Malaysia needs to rethink cybersecurity, address skills gap for a post-pandemic world

Malaysia needs to rethink cybersecurity, address skills gap for a post-pandemic world.(Photo by Mohd RASFAN / AFP)

Malaysia needs to rethink cybersecurity, address skills gap for a post-pandemic world

  • In the first part of our interview with Cybersecurity Malaysia and Menlo Security, we discussed the current state of cyber threats in Malaysia and what the government is doing about it.
  • In this second part, Cybersecurity Malaysia and Menlo shared what should organizations do to face threats that are growing to be more and more sophisticated.

At this point, most of us are aware that the pandemic has created a new set of opportunities for cybercriminals around the world. While digital security has been crucial for as long as people have used the internet, the pandemic has affected how people do so, and that has brought new focus to the issue. Even when it comes to Malaysia, Covid-19 brought along new security challenges, highlighting where old strategies fall short.

In this part two joint conversation with Cybersecurity Malaysia (CSM) CEO Dr Amiruddin Abdul Wahab and Menlo Secruity’s regional director for Southeast Asia CK Mah, we discussed how as cyber threats continue to grow in sophistication, organizations face a persistent challenge in recruiting skilled cybersecurity professionals capable of protecting their systems against the threat of malicious actors.

Where do you think Malaysians stand in terms of their readiness in facing cyber threats? 

CK: At the end of the day, it boils down to the individual. We can have a good strategy, but if we can’t execute well then what good is it? For starters, when it comes to security, we must get it right every time, whereas attackers only need to get it right one time. The problem is that most companies, SMEs or even individuals tend to risk the situation by having a more reactive action, instead of proactive.

The good news is that more organizations are adapting a zero trust strategy, which means trust no one.

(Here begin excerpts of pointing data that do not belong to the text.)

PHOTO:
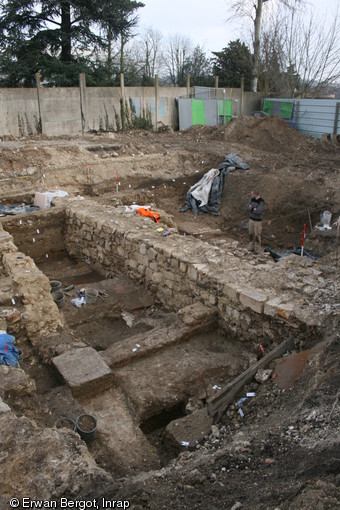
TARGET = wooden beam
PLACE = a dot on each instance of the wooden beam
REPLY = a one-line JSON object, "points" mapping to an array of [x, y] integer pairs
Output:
{"points": [[217, 404]]}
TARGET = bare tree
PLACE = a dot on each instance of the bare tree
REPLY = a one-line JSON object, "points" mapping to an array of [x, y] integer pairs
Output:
{"points": [[147, 50], [177, 59], [312, 51], [253, 9], [300, 54]]}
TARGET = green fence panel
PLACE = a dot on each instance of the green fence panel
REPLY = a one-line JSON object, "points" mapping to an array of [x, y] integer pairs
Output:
{"points": [[286, 110], [224, 109], [268, 107], [198, 113]]}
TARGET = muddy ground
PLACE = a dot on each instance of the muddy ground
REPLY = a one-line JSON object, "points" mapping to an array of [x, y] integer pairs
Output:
{"points": [[284, 453]]}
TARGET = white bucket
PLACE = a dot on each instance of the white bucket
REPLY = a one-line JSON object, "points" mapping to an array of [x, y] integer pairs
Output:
{"points": [[91, 296], [325, 218]]}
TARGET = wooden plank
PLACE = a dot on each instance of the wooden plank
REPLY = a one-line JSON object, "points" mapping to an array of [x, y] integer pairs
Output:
{"points": [[218, 403]]}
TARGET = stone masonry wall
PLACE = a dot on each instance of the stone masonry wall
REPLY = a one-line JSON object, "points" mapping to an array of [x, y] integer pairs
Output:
{"points": [[182, 270]]}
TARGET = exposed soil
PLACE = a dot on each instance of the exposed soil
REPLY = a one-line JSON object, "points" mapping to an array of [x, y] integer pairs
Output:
{"points": [[283, 451]]}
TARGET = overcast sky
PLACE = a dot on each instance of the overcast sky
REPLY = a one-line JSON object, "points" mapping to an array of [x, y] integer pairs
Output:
{"points": [[204, 22]]}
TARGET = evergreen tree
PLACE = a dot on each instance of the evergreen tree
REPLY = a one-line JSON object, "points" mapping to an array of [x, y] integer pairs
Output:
{"points": [[57, 38]]}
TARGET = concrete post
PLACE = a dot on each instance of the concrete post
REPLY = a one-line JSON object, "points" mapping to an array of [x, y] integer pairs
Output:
{"points": [[297, 111], [336, 118], [156, 101], [242, 96], [122, 85], [83, 102], [188, 85], [37, 82]]}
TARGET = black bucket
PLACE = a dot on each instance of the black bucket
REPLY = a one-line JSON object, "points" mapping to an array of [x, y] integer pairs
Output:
{"points": [[55, 285], [87, 427], [65, 423]]}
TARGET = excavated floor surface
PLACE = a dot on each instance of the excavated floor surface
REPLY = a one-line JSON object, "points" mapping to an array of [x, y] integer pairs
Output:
{"points": [[283, 453]]}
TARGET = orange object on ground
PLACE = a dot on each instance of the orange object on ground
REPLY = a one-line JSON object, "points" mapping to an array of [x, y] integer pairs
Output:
{"points": [[151, 214]]}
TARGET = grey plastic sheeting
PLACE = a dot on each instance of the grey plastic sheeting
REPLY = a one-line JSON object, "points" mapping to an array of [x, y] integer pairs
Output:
{"points": [[231, 162]]}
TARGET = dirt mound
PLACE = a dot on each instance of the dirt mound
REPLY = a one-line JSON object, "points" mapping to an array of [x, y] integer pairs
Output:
{"points": [[265, 133]]}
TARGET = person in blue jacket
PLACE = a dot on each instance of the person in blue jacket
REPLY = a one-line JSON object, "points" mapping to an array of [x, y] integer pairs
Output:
{"points": [[9, 354], [255, 208]]}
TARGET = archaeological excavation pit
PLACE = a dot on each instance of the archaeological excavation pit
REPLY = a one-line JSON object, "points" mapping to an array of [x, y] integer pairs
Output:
{"points": [[184, 318], [176, 319]]}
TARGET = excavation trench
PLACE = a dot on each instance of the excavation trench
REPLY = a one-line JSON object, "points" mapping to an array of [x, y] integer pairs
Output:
{"points": [[162, 337]]}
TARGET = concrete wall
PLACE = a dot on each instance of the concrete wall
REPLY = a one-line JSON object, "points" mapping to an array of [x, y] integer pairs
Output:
{"points": [[19, 112], [73, 111]]}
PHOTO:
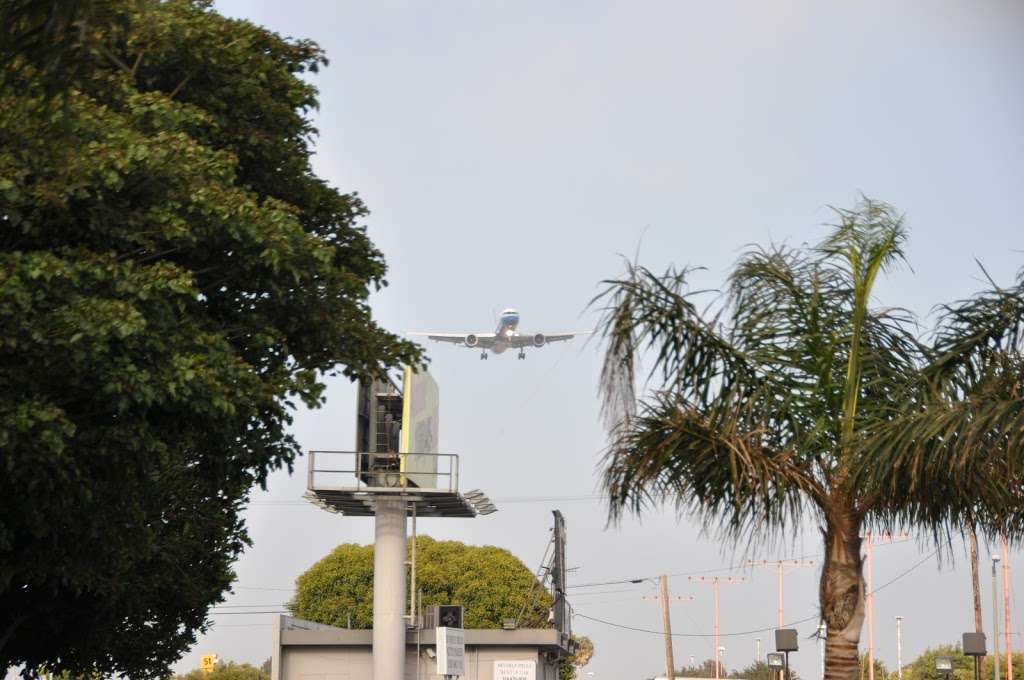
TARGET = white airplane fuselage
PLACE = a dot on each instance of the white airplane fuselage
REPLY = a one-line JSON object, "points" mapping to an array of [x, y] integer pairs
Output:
{"points": [[506, 331]]}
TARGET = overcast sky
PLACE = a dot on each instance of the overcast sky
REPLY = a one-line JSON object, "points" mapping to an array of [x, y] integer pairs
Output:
{"points": [[511, 151]]}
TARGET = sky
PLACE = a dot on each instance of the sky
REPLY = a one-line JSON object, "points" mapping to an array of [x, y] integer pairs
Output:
{"points": [[513, 153]]}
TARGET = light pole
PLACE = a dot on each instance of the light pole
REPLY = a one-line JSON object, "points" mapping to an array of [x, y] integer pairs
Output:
{"points": [[995, 620], [715, 584], [822, 630], [871, 540], [899, 647], [1007, 621]]}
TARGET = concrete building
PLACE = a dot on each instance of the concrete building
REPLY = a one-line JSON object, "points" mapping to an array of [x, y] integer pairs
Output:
{"points": [[305, 650]]}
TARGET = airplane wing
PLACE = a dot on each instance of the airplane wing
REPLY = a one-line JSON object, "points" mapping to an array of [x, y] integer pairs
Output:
{"points": [[484, 340], [526, 340]]}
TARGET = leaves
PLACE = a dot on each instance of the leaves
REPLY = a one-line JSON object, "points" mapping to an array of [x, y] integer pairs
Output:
{"points": [[488, 582], [173, 277]]}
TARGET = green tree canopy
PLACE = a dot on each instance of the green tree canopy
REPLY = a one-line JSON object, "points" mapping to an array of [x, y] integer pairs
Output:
{"points": [[923, 668], [491, 583], [173, 280], [227, 671], [796, 398], [761, 671]]}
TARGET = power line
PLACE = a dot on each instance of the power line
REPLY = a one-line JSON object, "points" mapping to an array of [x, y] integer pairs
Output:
{"points": [[760, 630]]}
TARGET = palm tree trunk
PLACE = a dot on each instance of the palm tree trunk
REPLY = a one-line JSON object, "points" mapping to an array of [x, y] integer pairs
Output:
{"points": [[842, 596]]}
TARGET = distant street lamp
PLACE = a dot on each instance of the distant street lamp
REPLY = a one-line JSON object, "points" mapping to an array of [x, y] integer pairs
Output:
{"points": [[899, 647], [995, 620]]}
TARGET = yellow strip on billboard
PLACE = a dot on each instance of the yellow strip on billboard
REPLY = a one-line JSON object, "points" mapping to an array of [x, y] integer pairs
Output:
{"points": [[419, 428]]}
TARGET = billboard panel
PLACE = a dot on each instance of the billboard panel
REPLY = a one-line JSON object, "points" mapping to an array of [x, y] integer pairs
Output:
{"points": [[419, 428]]}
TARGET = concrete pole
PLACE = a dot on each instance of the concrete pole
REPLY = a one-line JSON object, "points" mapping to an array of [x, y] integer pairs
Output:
{"points": [[821, 647], [995, 620], [670, 663], [389, 589]]}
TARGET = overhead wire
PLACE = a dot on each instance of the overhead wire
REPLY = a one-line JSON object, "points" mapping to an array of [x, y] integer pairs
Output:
{"points": [[759, 630]]}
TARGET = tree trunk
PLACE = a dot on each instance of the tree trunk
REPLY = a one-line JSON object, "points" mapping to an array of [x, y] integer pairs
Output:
{"points": [[975, 582], [842, 596]]}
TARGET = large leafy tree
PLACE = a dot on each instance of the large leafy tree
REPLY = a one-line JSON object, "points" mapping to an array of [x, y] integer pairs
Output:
{"points": [[798, 399], [173, 280], [491, 583]]}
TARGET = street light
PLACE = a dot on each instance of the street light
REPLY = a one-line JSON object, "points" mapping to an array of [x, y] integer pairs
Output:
{"points": [[899, 646], [995, 621]]}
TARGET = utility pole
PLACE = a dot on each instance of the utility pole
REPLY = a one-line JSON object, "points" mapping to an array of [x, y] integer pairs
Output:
{"points": [[666, 599], [899, 647], [995, 620], [716, 583], [821, 646], [1007, 622], [670, 664], [870, 540], [780, 567]]}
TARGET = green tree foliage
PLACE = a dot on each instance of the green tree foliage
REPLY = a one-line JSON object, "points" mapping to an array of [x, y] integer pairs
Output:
{"points": [[702, 670], [797, 399], [881, 670], [173, 280], [227, 671], [578, 660], [491, 583]]}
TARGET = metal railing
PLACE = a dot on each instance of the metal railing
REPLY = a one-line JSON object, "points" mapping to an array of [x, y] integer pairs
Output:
{"points": [[363, 471]]}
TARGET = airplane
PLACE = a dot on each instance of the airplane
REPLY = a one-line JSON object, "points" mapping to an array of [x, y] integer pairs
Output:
{"points": [[504, 337]]}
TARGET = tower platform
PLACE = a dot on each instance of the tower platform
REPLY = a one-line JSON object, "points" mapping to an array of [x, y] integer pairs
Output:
{"points": [[351, 482]]}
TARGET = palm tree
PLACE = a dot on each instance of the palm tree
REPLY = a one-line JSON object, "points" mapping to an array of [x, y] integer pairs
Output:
{"points": [[777, 405]]}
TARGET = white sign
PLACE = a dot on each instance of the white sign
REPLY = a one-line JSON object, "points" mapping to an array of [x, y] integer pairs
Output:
{"points": [[451, 650], [519, 670]]}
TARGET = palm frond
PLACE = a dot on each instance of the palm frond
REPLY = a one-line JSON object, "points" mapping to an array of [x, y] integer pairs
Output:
{"points": [[716, 468], [970, 332]]}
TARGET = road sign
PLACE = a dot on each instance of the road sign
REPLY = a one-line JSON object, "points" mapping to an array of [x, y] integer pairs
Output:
{"points": [[451, 650], [207, 663], [517, 670]]}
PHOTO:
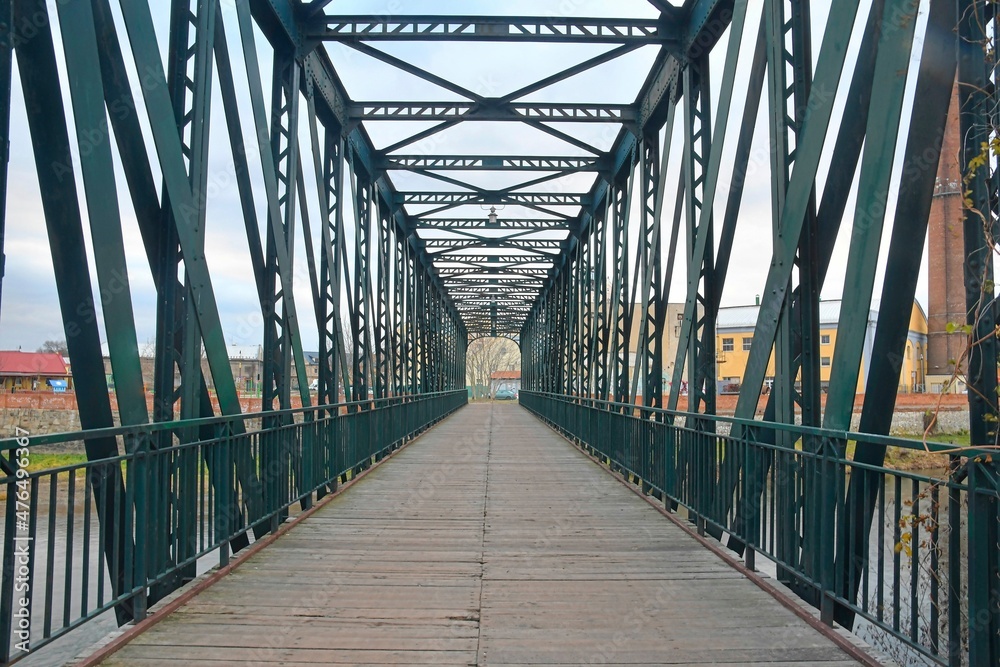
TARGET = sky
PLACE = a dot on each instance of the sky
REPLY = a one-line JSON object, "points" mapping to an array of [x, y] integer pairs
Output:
{"points": [[29, 312]]}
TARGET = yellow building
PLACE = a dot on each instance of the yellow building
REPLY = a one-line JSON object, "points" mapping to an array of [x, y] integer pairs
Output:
{"points": [[734, 336]]}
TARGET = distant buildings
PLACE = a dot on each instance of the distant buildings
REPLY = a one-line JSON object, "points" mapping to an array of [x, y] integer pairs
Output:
{"points": [[505, 380], [735, 330], [33, 371], [246, 363]]}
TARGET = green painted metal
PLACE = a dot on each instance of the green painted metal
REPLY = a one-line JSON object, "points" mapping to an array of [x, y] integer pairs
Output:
{"points": [[50, 143], [569, 284], [666, 459], [813, 136]]}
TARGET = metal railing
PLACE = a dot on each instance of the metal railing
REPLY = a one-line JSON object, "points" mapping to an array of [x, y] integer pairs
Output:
{"points": [[906, 559], [120, 533]]}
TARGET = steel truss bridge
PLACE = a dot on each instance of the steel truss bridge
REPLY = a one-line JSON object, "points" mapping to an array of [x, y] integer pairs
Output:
{"points": [[122, 105]]}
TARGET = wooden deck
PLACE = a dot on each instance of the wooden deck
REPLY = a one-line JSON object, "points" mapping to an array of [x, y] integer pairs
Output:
{"points": [[489, 541]]}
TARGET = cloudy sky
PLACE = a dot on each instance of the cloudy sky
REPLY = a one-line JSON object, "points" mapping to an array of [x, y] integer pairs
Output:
{"points": [[29, 312]]}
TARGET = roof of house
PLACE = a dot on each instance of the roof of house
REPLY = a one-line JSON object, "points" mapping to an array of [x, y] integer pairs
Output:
{"points": [[246, 352], [14, 362]]}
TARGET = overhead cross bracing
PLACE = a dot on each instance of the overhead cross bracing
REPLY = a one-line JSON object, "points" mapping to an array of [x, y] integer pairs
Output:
{"points": [[490, 215]]}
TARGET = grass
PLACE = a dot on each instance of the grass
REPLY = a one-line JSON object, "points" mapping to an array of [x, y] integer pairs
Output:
{"points": [[40, 461]]}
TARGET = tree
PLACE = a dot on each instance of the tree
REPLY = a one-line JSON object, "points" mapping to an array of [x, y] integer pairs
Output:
{"points": [[54, 346], [486, 356]]}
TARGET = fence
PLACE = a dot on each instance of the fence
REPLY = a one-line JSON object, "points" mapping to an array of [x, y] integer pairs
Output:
{"points": [[913, 556], [122, 532]]}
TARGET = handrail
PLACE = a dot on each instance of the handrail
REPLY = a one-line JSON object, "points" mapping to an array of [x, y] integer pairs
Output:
{"points": [[130, 529]]}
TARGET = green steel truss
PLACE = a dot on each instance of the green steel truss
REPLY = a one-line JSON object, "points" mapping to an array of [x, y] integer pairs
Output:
{"points": [[401, 280]]}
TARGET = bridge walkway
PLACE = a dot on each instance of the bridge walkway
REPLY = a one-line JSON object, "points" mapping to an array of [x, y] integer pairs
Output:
{"points": [[488, 541]]}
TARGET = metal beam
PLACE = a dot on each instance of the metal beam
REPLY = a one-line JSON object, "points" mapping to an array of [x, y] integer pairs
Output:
{"points": [[369, 28], [493, 111]]}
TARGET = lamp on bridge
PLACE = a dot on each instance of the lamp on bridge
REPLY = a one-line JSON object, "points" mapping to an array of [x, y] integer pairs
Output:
{"points": [[494, 221]]}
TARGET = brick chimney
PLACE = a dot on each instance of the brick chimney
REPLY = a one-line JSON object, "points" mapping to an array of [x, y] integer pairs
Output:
{"points": [[946, 254]]}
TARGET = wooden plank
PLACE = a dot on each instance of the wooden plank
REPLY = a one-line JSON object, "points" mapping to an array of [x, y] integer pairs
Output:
{"points": [[490, 541]]}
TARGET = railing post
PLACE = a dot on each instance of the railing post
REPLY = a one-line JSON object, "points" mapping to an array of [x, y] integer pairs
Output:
{"points": [[984, 564], [827, 526], [139, 480]]}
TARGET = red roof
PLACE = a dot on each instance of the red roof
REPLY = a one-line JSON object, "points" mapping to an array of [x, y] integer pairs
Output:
{"points": [[32, 363]]}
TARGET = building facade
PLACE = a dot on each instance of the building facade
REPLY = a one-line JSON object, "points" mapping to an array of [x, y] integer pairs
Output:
{"points": [[735, 331]]}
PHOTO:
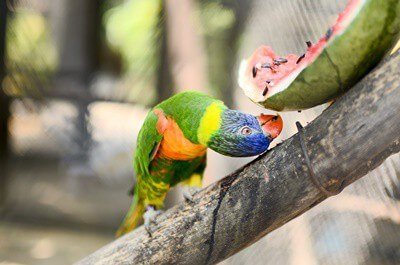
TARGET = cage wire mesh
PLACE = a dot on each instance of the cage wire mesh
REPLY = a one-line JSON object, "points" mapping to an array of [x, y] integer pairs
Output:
{"points": [[359, 226], [72, 139]]}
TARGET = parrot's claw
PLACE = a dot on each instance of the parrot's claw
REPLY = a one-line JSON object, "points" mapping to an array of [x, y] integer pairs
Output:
{"points": [[149, 218], [188, 194]]}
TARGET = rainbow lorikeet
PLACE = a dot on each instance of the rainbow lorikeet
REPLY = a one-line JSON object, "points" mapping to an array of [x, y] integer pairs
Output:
{"points": [[172, 144]]}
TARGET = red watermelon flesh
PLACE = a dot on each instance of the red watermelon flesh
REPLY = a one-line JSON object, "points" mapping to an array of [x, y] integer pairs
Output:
{"points": [[266, 73]]}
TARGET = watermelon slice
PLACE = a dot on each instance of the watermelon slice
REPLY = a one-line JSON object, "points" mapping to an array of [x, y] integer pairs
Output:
{"points": [[363, 33]]}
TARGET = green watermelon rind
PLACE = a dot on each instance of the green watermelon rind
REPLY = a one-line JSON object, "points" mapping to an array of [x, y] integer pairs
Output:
{"points": [[345, 60]]}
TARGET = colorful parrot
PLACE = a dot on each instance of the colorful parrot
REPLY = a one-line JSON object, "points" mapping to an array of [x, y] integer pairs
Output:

For individuals though, some of the cyber hygiene that can be considered are simple things like an ad blocker, looking out for URL or email with special characters or numbers that are suspicious, keeping the software on your PC or laptop up to date and many other preventative methods. So these are certainly things that our individual can do but at the end of the day, it all boils down to execution by individuals or companies.

Do you reckon that SMEs in our country are well prepared in terms of cyber attacks?

CK: Truthfully, SMEs are as exposed as any other larger corporation but for obvious reasons (financials), they are not the target as much. Bad actors are inclined towards larger corporations because they are more beneficial financially.

Amiruddin: Well, the priorities of SMEs are usually different from the bigger companies. Considering their survival is primary, cybersecurity may not be an important segment. As a result, they end up lagging security-wise. They need to understand and be prepared to deal with the increasingly sophisticated cyber threats out there. 

The government, through Cybersecurity Malaysia, are in fact working to help SMEs through a program called the Cyber Health Check where we encourage SMEs to adopt best practices when it comes to cybersecurity and we even provide them with training. It is a continuous program that even countries like Russia are doing the same. Through this, we work with various SMEs, including associations like SME Corp. This way, the entire SME industry is equipped and ready.

What sort of challenges are there in terms of helping organizations to improve their security posture? 

Amiruddin: For CSM, there are three challenges, first being awareness. I do feel the awareness among our people needs to be strengthened — and that is a continuous journey. It is important, so they don’t fall into a modus operandi by all cyber criminals. This would require training to ensure even the practitioners are competent enough to protect their organization and system. 

Second challenge is the issue of risk and compliance. What all organizations require, be it public or private, is best practices in place when it comes to cyber hygiene and in dealing with cyber related issues. Cybersecurity shouldn’t just be an IT department matter, it has to be seen as a business concern, whereby the board and the management both have to take responsibility and play their respective roles. 

Third, is technology — and keeping up with it. Since it is evolving every moment, sometimes it gets difficult to keep up with its fast-paced changes. But at the same time, cyber threats are getting more sophisticated, so with that, strategies need to evolve. Because, there is no such thing as free from cyber threats — cyber attacks are inevitable. The importance is how we bounce back and ensure continuity in business. So these are three challenges that need to be overcome.

When it comes to talent, do we have enough? 

CK: The demand for talent will always be there. You can see in almost every country, including Malaysia, especially since the pandemic. as a result of COVID-19. I think the demand will go on  for a period of time, and even the need for more talents. We have to ensure education is in place to ensure the continuity of talents, especially locally.

Amiruddin: There are two ways to mitigate the shortage of talent. For Cybersecurity Malaysia, for example, we keep training new people, while strengthening the current workforce and the same should be applied in both the private and public sector. They should invest in people because the risk of being attacked is far larger.